John Beasley nie żyje
Media obiegła ostatnio przykra wiadomość o śmierci Johna Beasleya. Tragiczne wieści przekazał za pośrednictwem mediów społecznościowych jego syn Michael. Mężczyzna nie ukrywał, że z ojcem łączyły go wyjątkowo bliskie relacje.
- Straciłem dziś najlepszego przyjaciela. Mówią, że nigdy nie powinieneś spotykać swoich idoli, ponieważ okazują się zupełnie kimś innym. To nieprawda. Moim bohaterem był mój ojciec. Dziękuję Ci za wszystko. Mam nadzieję, że sprawiłem, że byłeś ze mnie dumny. Kocham Cię jeszcze bardziej - napisał zrozpaczony Michael.
Kim był John Beasley?
John Beasley rozpoczął karierę aktorską jako dojrzały mężczyzna. Pierwsze kroki w branży filmowej stawiał, kiedy był już całkowicie ustatkowany. Jak sam przyznał, najlepsze lata życia poświęcił swoim najbliższym. Zaznaczył również, że rodzina jest dla niego najważniejsza.

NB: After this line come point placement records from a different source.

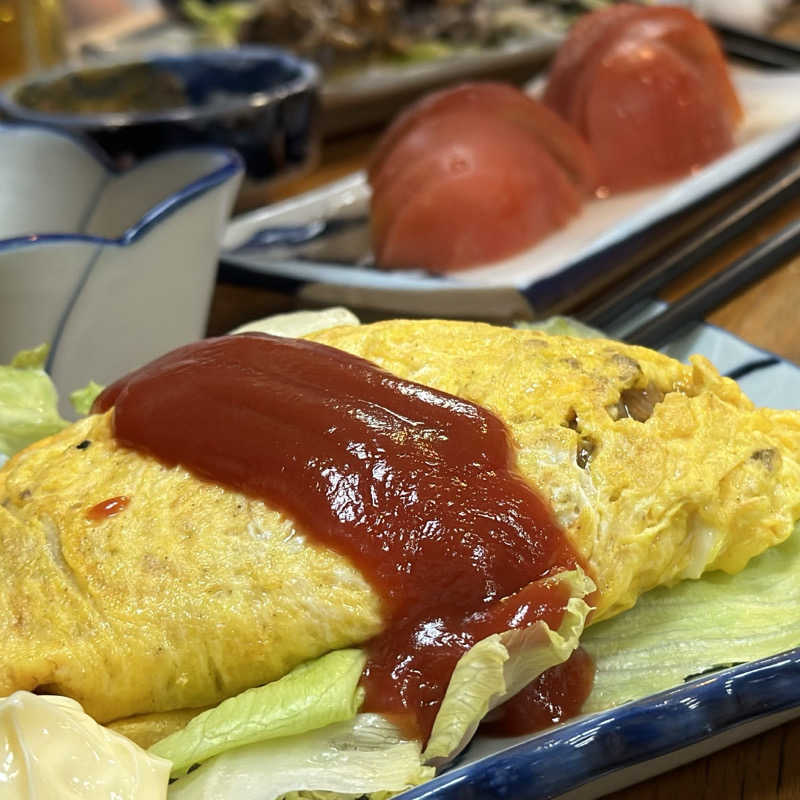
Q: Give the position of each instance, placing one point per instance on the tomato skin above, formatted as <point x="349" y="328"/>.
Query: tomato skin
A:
<point x="473" y="174"/>
<point x="481" y="189"/>
<point x="649" y="90"/>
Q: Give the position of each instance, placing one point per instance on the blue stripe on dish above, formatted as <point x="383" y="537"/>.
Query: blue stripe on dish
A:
<point x="587" y="749"/>
<point x="231" y="164"/>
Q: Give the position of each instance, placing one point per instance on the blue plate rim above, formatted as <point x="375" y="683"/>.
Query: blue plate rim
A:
<point x="231" y="165"/>
<point x="648" y="728"/>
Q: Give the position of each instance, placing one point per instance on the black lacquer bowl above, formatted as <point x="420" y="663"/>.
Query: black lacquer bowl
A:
<point x="261" y="101"/>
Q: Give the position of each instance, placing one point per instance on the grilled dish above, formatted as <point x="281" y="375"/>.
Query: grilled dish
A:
<point x="136" y="588"/>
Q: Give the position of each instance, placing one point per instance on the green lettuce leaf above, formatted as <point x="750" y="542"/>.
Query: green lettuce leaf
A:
<point x="562" y="326"/>
<point x="28" y="402"/>
<point x="364" y="755"/>
<point x="696" y="626"/>
<point x="82" y="399"/>
<point x="311" y="696"/>
<point x="497" y="667"/>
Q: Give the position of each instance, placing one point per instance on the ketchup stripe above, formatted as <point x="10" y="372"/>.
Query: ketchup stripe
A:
<point x="416" y="487"/>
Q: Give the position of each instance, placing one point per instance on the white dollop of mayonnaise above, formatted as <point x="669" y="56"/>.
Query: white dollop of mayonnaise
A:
<point x="50" y="748"/>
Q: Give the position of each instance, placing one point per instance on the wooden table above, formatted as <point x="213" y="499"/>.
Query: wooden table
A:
<point x="768" y="315"/>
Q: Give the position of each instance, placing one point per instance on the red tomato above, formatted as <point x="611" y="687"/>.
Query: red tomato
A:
<point x="488" y="99"/>
<point x="483" y="190"/>
<point x="649" y="90"/>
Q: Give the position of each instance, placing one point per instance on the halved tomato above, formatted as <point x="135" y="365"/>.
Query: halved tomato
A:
<point x="489" y="99"/>
<point x="648" y="88"/>
<point x="485" y="189"/>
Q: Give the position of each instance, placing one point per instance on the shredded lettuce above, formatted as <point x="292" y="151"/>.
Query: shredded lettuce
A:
<point x="311" y="696"/>
<point x="699" y="625"/>
<point x="497" y="667"/>
<point x="302" y="734"/>
<point x="362" y="756"/>
<point x="562" y="326"/>
<point x="28" y="401"/>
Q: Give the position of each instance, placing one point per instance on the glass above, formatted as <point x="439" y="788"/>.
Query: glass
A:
<point x="31" y="36"/>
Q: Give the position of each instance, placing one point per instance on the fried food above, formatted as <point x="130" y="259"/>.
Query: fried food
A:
<point x="190" y="593"/>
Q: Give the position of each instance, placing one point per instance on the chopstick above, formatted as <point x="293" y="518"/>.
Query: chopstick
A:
<point x="694" y="306"/>
<point x="704" y="241"/>
<point x="761" y="50"/>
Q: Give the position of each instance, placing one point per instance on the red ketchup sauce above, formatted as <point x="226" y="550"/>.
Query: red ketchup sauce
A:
<point x="416" y="487"/>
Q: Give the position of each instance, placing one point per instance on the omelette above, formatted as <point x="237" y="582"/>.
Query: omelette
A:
<point x="190" y="592"/>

- Wychowywałem rodzinę. Mam dwóch synów, z których jestem bardzo dumny i pomyślałem, że bycie ojcem i obserwowanie dorastania tych dzieci jest ważniejsze - tłumaczył w 2020 roku.
John Beasley - najważniejsze role
John Beasley zyskał ogromną popularność i sympatię widzów rolą w popularnym serialu “Everwood”. To jednak nie jedyna produkcja, w której się pojawił. Publiczność mogła podziwiać jego grę aktorską między innymi w filmach sportowych, takich jak "The Mighty Ducks", "Little Big League" oraz w filmie "Rudy".
Artysta pojawiał się na ekranie u boku takich sław, jak Ben Affleck, Morgan Freeman, James Cromwell, John Travolta czy Dwayne Johnson.